I am updating some old code which previously took 14 hours to improve efficiency. I'm trying to use a Proc Summary with a Class statement instead of sorting the dataset first, followed by a Proc Summary. When I take a small sample of the dataset this Proc Summary works fine, but with the entire dataset it ran for 10 hours before I halted it. Based on the past code I would only expect about a 2-3 hour run time.
When I broke the proc summary, this the run time:
NOTE: PROCEDURE SUMMARY used:
real time 8:07:47.26
cpu time 19:56.10
This is really a question for Tech Support. They are in the best position to look at your stored process code and give you some ideas of how to improve performance -- there may be a problem in the data, in the configuration of the servers used or the network or anyplace in between.

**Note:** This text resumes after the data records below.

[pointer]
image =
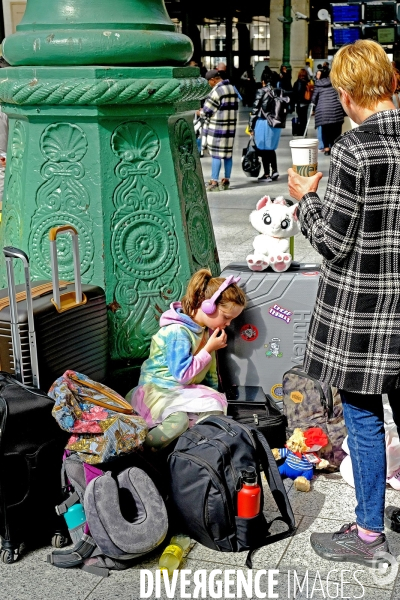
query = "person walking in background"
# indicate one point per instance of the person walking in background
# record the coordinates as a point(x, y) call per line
point(309, 69)
point(266, 138)
point(219, 113)
point(248, 86)
point(285, 79)
point(298, 97)
point(354, 336)
point(329, 114)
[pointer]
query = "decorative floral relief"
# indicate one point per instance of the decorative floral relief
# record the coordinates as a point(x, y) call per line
point(199, 228)
point(61, 199)
point(11, 229)
point(144, 244)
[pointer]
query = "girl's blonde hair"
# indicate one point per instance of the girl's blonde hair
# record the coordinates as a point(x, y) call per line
point(364, 70)
point(203, 285)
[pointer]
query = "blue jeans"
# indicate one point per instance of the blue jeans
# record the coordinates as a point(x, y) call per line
point(216, 167)
point(363, 414)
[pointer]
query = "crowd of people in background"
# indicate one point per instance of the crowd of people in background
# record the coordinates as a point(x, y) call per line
point(311, 93)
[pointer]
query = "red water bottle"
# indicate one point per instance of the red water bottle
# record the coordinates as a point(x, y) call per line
point(249, 497)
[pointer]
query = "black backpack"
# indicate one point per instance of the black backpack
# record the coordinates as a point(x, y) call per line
point(277, 107)
point(250, 160)
point(205, 473)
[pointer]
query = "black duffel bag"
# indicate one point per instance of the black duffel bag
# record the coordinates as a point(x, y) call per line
point(251, 164)
point(250, 406)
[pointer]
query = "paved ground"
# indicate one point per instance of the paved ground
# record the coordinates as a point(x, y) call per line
point(326, 507)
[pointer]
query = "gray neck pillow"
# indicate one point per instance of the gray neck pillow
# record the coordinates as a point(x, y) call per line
point(127, 517)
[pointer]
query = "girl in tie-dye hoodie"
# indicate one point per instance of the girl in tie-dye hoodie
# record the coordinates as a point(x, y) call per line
point(178, 383)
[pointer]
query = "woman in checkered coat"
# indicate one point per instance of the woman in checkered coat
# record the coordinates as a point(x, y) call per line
point(354, 337)
point(220, 114)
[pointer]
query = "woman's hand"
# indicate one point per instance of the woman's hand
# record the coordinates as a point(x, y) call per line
point(299, 186)
point(216, 341)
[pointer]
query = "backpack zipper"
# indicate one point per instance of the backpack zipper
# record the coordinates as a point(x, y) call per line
point(239, 425)
point(220, 485)
point(327, 403)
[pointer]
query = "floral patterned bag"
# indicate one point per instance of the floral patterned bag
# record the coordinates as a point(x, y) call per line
point(102, 423)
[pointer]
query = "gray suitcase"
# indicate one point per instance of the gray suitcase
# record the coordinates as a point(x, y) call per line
point(71, 326)
point(269, 337)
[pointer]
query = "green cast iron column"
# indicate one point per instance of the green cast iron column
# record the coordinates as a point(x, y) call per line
point(109, 149)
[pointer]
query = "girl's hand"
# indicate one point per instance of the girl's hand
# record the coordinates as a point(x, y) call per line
point(216, 341)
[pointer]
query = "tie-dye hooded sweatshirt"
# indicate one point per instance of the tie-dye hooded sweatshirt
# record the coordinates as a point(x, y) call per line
point(179, 375)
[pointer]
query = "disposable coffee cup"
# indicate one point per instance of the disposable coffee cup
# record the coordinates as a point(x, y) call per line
point(305, 156)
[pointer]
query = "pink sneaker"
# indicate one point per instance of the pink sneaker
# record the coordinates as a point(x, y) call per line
point(394, 480)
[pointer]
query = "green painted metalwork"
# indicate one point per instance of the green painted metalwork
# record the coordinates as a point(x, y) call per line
point(90, 32)
point(112, 151)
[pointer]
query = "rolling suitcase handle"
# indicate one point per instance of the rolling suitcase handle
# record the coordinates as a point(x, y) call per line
point(68, 300)
point(10, 253)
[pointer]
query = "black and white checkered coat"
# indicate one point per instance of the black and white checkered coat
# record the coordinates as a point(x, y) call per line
point(220, 114)
point(354, 337)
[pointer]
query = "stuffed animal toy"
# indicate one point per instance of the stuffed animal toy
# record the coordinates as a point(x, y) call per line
point(300, 457)
point(276, 223)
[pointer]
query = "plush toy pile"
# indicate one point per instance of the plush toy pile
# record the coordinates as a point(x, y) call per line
point(276, 223)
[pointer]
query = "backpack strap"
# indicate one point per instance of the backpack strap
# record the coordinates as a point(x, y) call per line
point(278, 491)
point(72, 557)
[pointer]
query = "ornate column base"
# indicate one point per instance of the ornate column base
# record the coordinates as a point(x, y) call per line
point(111, 151)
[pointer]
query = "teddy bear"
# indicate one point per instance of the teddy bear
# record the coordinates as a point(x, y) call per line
point(276, 223)
point(300, 457)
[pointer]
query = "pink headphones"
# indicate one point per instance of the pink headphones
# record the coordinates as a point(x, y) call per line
point(208, 306)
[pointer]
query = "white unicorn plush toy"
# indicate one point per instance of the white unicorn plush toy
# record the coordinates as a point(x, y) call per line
point(276, 223)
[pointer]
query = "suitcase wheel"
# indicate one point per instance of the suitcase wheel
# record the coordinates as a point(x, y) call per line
point(9, 556)
point(60, 541)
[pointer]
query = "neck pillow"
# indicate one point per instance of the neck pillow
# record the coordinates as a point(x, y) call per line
point(126, 515)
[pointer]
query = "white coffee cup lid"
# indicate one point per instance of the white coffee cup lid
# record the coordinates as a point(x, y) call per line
point(304, 143)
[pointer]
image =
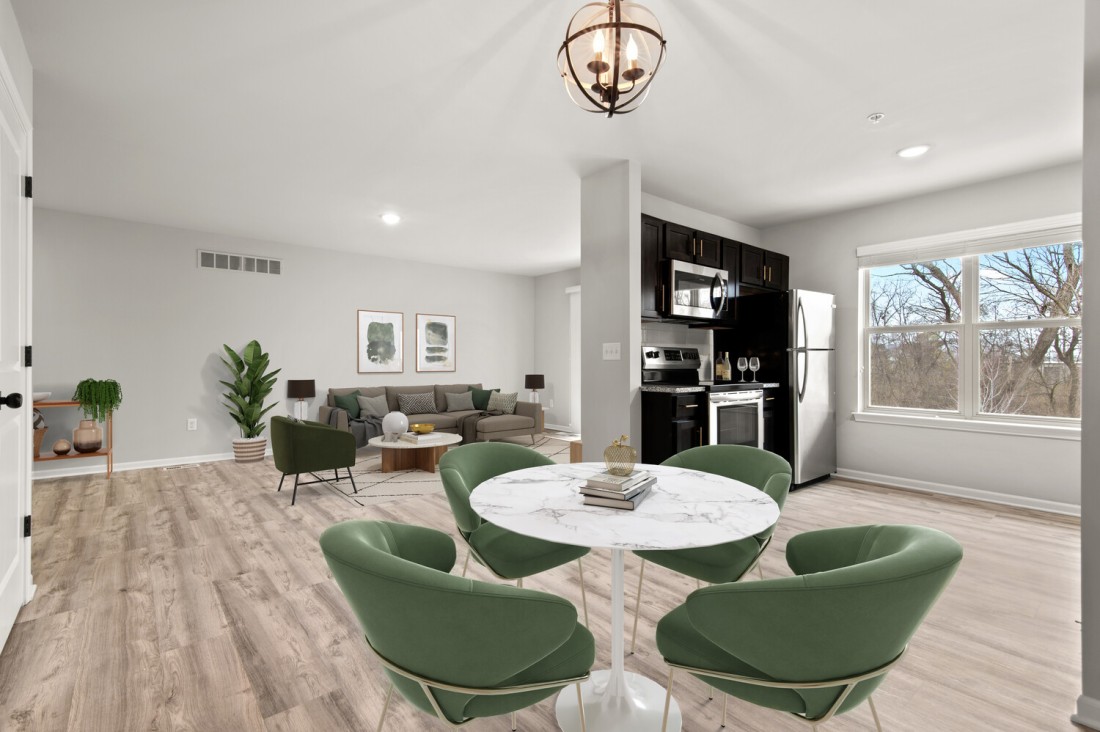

I think you're going the wrong way with this change. Your subject mentions "memory issue", which suggests you know there is a memory problem. I would turn on step monitoring with [ Options FullSTimer; ] which will give you memory usage as well.
When you summarise using a by statement, the summary data for each stratum is written out at the end of each group, and the data are processed in a linear sequence. If you use a class statement on unsorted data, SAS has to hold a table of stats for each level that isn't written until the end of the table. Memory usage is very much higher, and for large data sets can cause the step to fail when memory is exhausted.
So, I would plan to stay with the BY statement, but look further back in the code to see if the source data could have been generated in sorted order to save the sort step. Sorting data is expensive to the process, but not sorting prior to large table summarisations can be even more expensive.